眼見著兩邊真要動起手了,小姑娘還沒來。問題少年小團體興奮得不得了,躍躍欲試,瘋狂暗示秦樓可以趁此機會一雪前恥——
“再等等。”
小少爺咬著根狗尾巴草,晃著長腿坐在兩三米高的高台上,心不在焉地盯著教學樓的方向。
然後小團體就頓悟了。
這他媽不是每次都沒來得及,是他們樓哥自己通風報信,然後卡著時間等人家小姑娘來“拎”自己。
……呸。
問題少年們氣得不輕。
不過他們敢怒不敢言。
因為他們發現隨著時間推遲,坐在高台上的少年眼底的笑意一點點陰沉下去。那裡面透露出來的情緒超過了他們這個年齡,看著都嚇人。
在那點陰暗實質化地爆發出來以前,派去給宋書通風報信的人回來了。他氣喘吁吁地跑到秦樓身旁。
“他們班的人說,宋書被、被老師叫去辦公室了。我等了半天,她都沒……沒回來。”
“……”
秦樓眼底最後一點笑沉下去。
他單手一撐高台,跳起身。
對面和他們約架的高中部的幾個早就不耐煩了,其中一個嘲笑著走上前,“怎麼的,害怕了?這是準備要臨陣脫逃——”
話沒說完,面無表情從他身旁過去的少年一拳擂到他肚子上。
高中部那個學生臉上扭曲了下,一聲都沒吭出來就捂著肚子軟腳蝦一樣地佝僂下去。
毫無前奏的場面讓幾個高中部的一懵,他們回頭想上,腳卻像陷進淤泥里拔不出來——
秦樓睨著他們,那張還沒完全脫去少年稚感的俊美面孔此時壓抑著一種情緒。
猙獰。
被觸及到地盤的野獸才會有的、那種可以撕碎一切包括他自己的猙獰。
一個敢攔的都沒有。
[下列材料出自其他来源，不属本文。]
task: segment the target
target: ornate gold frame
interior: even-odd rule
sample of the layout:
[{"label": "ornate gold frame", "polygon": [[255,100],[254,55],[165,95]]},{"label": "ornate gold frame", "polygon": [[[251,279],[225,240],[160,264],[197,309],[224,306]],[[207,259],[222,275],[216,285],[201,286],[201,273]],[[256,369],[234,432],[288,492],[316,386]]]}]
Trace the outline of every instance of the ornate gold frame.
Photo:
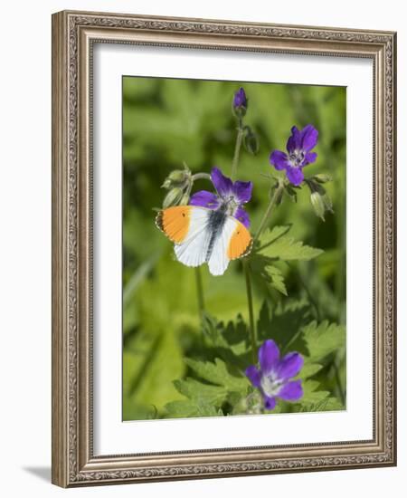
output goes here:
[{"label": "ornate gold frame", "polygon": [[[92,44],[120,43],[374,61],[374,438],[94,456]],[[85,12],[52,15],[52,483],[61,486],[394,465],[396,34]],[[137,447],[135,447],[137,452]]]}]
他們眼睜睜地看著少年頭也不回地往教學樓方向走。
“草,什麼情況……”
“不就是他那個小姑娘被老師叫去一趟辦公室嗎?這、這也沒多大點事情吧。”
“眼神真嚇人,像個瘋子。”
“是吧?你也這麼覺著吧?我早就說初中部這個小子腦子有病,哪次看著他眼神跟條瘋狗似的……”
“離他遠點。”
“嗯。”
“……”
——
“宋書,你是個好孩子。老師知道你和秦樓從小認識,關係好,但是有些人吧,他可能不適合一直做朋友……”
宋書站在班主任的辦公室里,沒表情地垂著眼兒聽。
他們老師的桌上有一盆花,盆栽又小又秀氣,還沒開,看葉子好像是玫瑰,這樣種著活不了多久……
“宋書,老師說的話你聽進去了嗎?”
“……嗯。”
“那知道該怎麼做嗎?”
“嗯。”
“那老師就放心了,你有很好的將來,不要為了一時交錯朋友耽誤了自己,不然以後一定會後悔的,知道嗎?”
“嗯。”
“好了,那你回去吧。”
“老師再見。”
宋書轉頭往辦公室外走。
她其實沒聽進去,也不太需要聽進去。因為從初三剛開學到現在,這樣的話她不知道自己聽過多少遍。
每個老師都告訴她,“秦樓和你不是一類人你應該離他遠一點兒”,說“秦樓這種學生是壞到根里的你別把自己也牽累下去”。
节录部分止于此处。